Historically a property of the clergy of the nearby Garegnano Charterhouse, the cascina and the surrounding land (including the Maggiore cemetery) were ceded to the Comune di Milano in 1888. Part of the building was demolished to create a large open space at the entrance of the cemetery; as a consequence, the cascina is now L-shaped, having lost the original square-yarded structure that is typical of cascine. After becoming a property of the Comune, the cascina was adapted for diverse uses such as craft workshops, small shops, and a local seat of the Italian Socialist Party; nevertheless, it was never properly maintained and restored. Eventually there was structural subsidence and a large portion of the roof collapsed.

==Social centre==
In 1992, the cascina was squatted and turned into an anti-fascist, anti-racist and anti-authoritarian social centre, known as Centro Sociale Autogestito Torchiera. The center remains active in 2020, despite sporadic attempts by Milan's administration to dismantle it or to sell the property. Soon after the occupation, the city administration blocked the water supply, leading the centre to become known as Cascina Autogestita Torchiera SenzAcqua, where "SenzAcqua" means "WithoutWater". In 1999, author Dario Fo prevented an eviction by calling the mayor.
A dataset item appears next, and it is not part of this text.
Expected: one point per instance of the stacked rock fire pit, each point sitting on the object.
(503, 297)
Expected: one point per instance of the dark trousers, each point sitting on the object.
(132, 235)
Volunteers from the social centre have been restoring the building since 1994. Social activities in the cascina include theatre performances, gymnastic workshops, book presentations, musical events and Italian language classes for foreigners. In the summer of 2020, the city of Milan decided to sell off 25 unused assets, one of which was the social centre. This had also been considered in 2011. In response, the centre organised a public assembly in early September 2020 in support of autonomous spaces in Milan such as itself, Ri-Make, Lambretta and SOS Fornace Rho.

During the COVID-19 pandemic, the social centre joined the "brigate di solidarietà popolare", providing food and first need goods to the families of the neighborhood.